In many ways this is a reference book, something to dip into rather than read from start to finish. Nevertheless, there is a narrative journey of sorts. The author takes the reader through a series of commemorative tree-planting occasions, starting from birth and moving through the various stages of life – coming of age, marriage, retirement and bereavement.

Interspersed with these are short descriptions on the characteristics of particular tree species. These are far from exclusively native or commonly found in the UK. So we learn about the oak and the ash but also the ebony and rarities like the Wollemi pine. The book also has practical sections on techniques such as grafting and cloning, as well as short pieces on wildlife in woodlands and using timber responsibly. This variety and interweaving make the book intriguing and distinctive.

At its heart is the author’s real interest in the commemorative role of tree planting, but the book offers so much more. It is in part a beginners’ guide to sylviculture and in part a miscellaneous collection of short pen-portraits of particular trees that appeal to the author, such as the redwood and baobab. I like the fact that this book shuns the divide that so often keeps the scientific and spiritual appreciation of trees separate, and I rather like the idiosyncratic approach that has the reader thinking about how to celebrate an engagement on one page and learning how to grow a bonsai on the next. However much we harvest, study, categorise and prune trees, there is something about them that I suspect will always be essentially wild and ineffable – which is of course a big part of what draws us to them – and Butler’s approach reminds us of that.

As a tree lover, I enjoyed reading this book. Two things would, in my view, have made it even better. The first is an inevitable consequence of addressing such a broad subject in such a short space. I found myself wanting more information all the time – for example, useful though the sections on looking after your tree are, you would be unlikely to rely on them as your sole technical guide. Perhaps some further references would have been useful. I had the feeling of too many things being touched upon or mentioned in passing, with not enough of them being explored sufficiently to satisfy.
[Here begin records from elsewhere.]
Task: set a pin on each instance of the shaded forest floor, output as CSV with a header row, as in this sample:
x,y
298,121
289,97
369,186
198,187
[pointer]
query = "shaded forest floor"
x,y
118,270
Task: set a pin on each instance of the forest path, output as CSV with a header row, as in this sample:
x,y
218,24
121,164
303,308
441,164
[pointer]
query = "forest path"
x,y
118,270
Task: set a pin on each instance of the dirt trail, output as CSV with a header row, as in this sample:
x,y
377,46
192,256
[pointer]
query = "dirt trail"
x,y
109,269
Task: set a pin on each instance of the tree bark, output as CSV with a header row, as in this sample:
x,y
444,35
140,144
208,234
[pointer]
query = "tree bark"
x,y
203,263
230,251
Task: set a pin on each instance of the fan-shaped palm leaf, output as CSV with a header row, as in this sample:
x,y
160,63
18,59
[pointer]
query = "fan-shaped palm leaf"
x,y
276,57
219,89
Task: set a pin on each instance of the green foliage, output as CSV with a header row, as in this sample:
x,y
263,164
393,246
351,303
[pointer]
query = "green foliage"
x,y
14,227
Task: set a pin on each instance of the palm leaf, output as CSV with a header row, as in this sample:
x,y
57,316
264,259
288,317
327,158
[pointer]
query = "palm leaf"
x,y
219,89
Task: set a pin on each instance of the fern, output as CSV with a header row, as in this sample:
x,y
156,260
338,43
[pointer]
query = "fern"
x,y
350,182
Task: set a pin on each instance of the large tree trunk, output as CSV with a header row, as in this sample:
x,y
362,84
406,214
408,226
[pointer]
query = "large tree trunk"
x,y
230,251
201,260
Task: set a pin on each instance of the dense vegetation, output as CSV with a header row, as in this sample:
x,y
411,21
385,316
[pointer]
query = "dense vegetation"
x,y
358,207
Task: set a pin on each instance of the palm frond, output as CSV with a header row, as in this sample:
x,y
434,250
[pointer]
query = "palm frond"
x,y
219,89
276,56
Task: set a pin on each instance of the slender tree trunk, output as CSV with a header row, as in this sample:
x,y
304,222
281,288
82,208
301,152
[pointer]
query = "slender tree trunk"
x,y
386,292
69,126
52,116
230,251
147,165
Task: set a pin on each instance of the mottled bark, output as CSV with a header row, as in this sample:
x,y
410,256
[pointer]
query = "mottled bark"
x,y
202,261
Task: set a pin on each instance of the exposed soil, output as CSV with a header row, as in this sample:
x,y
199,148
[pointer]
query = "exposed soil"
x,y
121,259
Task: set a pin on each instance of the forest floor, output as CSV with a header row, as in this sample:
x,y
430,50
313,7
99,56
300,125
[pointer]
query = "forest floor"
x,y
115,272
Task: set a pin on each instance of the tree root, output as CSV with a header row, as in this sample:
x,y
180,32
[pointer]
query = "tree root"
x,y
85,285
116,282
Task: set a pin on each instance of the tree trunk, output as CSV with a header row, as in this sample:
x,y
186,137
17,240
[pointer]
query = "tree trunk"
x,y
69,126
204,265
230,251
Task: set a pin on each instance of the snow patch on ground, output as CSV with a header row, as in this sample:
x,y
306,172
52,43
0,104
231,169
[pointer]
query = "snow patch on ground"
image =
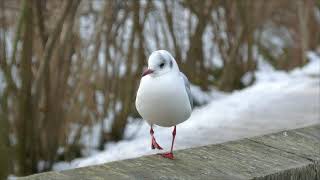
x,y
276,101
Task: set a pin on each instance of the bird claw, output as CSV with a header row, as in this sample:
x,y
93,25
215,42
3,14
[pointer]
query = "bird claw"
x,y
168,155
155,145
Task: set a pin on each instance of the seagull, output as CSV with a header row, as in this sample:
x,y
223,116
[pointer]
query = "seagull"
x,y
163,97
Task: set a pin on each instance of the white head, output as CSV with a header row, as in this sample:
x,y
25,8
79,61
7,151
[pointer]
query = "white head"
x,y
161,62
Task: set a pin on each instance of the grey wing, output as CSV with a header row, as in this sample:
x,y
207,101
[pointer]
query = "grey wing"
x,y
187,86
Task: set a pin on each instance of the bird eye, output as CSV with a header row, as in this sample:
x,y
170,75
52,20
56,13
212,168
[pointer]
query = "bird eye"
x,y
161,65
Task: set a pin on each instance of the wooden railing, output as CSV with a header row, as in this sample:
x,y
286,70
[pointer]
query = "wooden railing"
x,y
293,154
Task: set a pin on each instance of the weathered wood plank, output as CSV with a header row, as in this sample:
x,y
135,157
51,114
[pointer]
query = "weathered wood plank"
x,y
293,154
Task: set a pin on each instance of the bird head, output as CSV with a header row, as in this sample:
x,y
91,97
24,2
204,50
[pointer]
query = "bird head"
x,y
160,62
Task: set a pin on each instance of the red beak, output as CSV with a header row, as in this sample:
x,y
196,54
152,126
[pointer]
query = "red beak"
x,y
146,72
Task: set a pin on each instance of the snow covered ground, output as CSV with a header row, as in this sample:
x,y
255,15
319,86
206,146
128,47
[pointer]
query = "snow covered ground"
x,y
277,101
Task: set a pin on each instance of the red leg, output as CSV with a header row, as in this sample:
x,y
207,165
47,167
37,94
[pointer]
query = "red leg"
x,y
170,154
154,143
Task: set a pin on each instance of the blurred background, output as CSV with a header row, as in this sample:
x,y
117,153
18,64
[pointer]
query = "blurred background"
x,y
72,67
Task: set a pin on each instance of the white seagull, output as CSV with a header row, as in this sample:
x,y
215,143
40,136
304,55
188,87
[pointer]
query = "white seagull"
x,y
163,97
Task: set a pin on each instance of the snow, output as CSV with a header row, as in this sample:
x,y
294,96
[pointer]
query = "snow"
x,y
277,101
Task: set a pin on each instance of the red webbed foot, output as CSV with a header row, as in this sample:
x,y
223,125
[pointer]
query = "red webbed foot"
x,y
168,155
155,145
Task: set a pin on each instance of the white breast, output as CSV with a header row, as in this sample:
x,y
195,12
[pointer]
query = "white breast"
x,y
163,100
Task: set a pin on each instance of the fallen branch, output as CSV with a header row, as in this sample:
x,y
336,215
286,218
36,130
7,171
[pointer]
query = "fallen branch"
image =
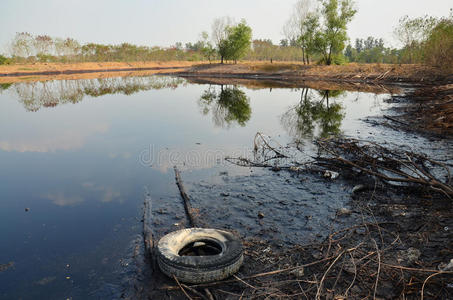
x,y
188,207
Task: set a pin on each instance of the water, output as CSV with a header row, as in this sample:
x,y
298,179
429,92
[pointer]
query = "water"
x,y
76,155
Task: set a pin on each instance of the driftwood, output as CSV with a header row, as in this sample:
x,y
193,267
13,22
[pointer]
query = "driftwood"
x,y
188,207
147,232
390,165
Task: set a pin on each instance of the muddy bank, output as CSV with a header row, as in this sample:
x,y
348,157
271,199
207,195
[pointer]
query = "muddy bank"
x,y
426,110
289,73
350,73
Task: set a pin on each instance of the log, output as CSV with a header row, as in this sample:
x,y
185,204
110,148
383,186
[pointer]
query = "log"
x,y
188,207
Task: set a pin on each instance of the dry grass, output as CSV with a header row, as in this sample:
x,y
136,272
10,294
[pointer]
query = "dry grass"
x,y
294,70
49,67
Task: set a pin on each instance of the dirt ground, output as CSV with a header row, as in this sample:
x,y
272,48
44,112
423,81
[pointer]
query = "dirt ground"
x,y
287,71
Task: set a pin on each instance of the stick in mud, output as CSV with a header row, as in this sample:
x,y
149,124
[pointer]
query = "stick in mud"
x,y
147,232
189,210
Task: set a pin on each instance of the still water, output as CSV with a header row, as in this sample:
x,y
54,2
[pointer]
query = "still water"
x,y
77,155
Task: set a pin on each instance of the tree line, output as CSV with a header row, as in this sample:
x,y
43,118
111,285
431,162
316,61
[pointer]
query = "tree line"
x,y
316,32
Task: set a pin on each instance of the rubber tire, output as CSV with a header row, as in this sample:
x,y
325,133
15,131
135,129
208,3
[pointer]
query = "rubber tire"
x,y
199,269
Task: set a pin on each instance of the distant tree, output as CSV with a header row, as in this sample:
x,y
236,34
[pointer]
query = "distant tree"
x,y
239,41
439,44
359,45
330,40
22,45
178,46
230,105
301,26
207,49
220,32
284,43
43,44
411,33
4,60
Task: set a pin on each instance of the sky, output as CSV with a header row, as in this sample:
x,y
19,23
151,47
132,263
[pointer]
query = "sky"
x,y
165,22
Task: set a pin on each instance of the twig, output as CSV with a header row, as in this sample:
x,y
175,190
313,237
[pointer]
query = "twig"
x,y
426,280
194,291
187,205
247,284
209,294
379,268
182,289
355,275
318,293
147,232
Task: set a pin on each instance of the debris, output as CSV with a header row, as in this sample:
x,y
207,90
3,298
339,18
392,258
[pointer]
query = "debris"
x,y
331,174
344,211
446,267
410,255
359,188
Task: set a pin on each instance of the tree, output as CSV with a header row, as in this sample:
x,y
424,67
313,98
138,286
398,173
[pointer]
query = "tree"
x,y
314,115
330,40
22,44
439,44
230,105
220,31
411,33
239,41
301,26
207,49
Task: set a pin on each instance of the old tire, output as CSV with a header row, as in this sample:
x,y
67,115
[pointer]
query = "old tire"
x,y
199,269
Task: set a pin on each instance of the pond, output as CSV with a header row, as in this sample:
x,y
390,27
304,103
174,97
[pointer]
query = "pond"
x,y
76,157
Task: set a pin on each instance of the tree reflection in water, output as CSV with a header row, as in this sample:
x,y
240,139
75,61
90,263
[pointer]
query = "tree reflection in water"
x,y
35,95
228,106
314,116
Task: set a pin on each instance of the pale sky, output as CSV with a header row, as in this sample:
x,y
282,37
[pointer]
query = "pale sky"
x,y
164,22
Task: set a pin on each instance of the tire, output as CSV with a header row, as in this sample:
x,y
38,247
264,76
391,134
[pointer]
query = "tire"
x,y
199,269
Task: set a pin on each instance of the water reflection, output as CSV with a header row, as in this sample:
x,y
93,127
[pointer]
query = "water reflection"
x,y
228,105
314,116
4,86
35,95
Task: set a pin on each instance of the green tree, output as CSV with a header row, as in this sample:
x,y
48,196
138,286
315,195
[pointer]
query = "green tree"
x,y
207,49
314,116
229,105
330,40
412,33
4,60
301,26
220,32
239,41
439,45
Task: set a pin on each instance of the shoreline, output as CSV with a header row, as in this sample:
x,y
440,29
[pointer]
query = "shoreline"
x,y
292,72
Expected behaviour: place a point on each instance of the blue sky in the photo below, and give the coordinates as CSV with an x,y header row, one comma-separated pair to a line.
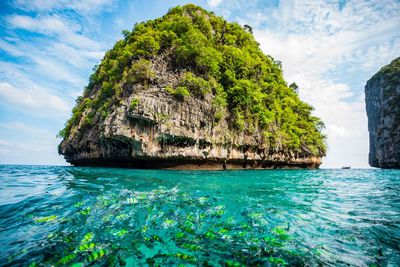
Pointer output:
x,y
330,49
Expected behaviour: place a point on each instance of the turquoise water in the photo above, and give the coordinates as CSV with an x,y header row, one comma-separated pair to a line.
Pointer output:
x,y
102,217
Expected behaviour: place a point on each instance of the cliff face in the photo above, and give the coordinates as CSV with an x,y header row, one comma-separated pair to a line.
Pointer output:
x,y
162,110
382,97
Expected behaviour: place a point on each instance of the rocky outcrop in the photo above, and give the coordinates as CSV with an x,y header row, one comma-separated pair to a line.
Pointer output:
x,y
165,132
163,102
382,97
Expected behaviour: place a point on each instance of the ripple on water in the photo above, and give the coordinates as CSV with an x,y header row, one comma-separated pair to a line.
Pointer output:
x,y
63,216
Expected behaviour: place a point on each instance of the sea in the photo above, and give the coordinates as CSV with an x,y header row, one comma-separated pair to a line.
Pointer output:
x,y
73,216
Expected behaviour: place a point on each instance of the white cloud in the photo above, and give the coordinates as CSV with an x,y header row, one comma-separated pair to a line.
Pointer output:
x,y
214,3
34,99
3,142
87,6
54,26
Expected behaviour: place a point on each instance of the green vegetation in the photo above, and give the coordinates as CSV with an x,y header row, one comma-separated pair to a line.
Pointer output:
x,y
215,58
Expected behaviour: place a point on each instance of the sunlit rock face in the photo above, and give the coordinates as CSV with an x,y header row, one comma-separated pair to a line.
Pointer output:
x,y
382,97
158,101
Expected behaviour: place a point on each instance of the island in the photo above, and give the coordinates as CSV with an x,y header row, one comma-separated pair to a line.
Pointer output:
x,y
382,97
190,90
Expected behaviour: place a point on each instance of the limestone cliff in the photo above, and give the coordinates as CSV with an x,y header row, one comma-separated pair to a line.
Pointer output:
x,y
191,91
382,97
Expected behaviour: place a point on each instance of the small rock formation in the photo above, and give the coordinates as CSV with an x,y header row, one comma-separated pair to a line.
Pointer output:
x,y
382,97
191,91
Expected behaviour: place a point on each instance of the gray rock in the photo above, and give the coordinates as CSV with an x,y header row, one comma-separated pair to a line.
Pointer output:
x,y
382,97
165,132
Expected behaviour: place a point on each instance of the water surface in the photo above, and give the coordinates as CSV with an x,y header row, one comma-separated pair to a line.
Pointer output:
x,y
97,216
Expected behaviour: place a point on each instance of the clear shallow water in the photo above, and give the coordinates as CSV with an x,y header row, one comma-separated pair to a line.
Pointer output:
x,y
96,216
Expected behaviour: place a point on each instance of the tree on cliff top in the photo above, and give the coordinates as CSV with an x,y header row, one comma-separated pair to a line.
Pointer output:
x,y
224,58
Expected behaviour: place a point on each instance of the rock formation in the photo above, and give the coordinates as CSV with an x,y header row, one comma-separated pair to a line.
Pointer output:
x,y
382,97
191,91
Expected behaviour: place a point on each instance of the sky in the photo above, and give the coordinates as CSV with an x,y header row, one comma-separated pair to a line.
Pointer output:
x,y
330,49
Secondly, I wanted a bit more of a narrative, something that linked the different sections of the book together a bit more. Much as I enjoyed leaping from the plum one moment to how to combat climate change the next, I wanted more of a thread to help me make sense of the journey. I wanted to know why I was being told about the bristlecone pine – fascinating though it is – but not the beech, which I am much more likely to plant in my garden.

I’m not suggesting there is no organising personality behind the book’s structure; it’s just that I didn’t feel it speaking to me clearly as I read. Neither of these criticisms should deter you from buying the book. Even if you don’t get around to reading all of it, it is a lovely thing to own or to give and a reminder that physical books can have personalities of their own, quite distinct from the information they contain.

Harry Barton is Chief Executive of the Devon Wildlife Trust and has had a lifelong interest in trees.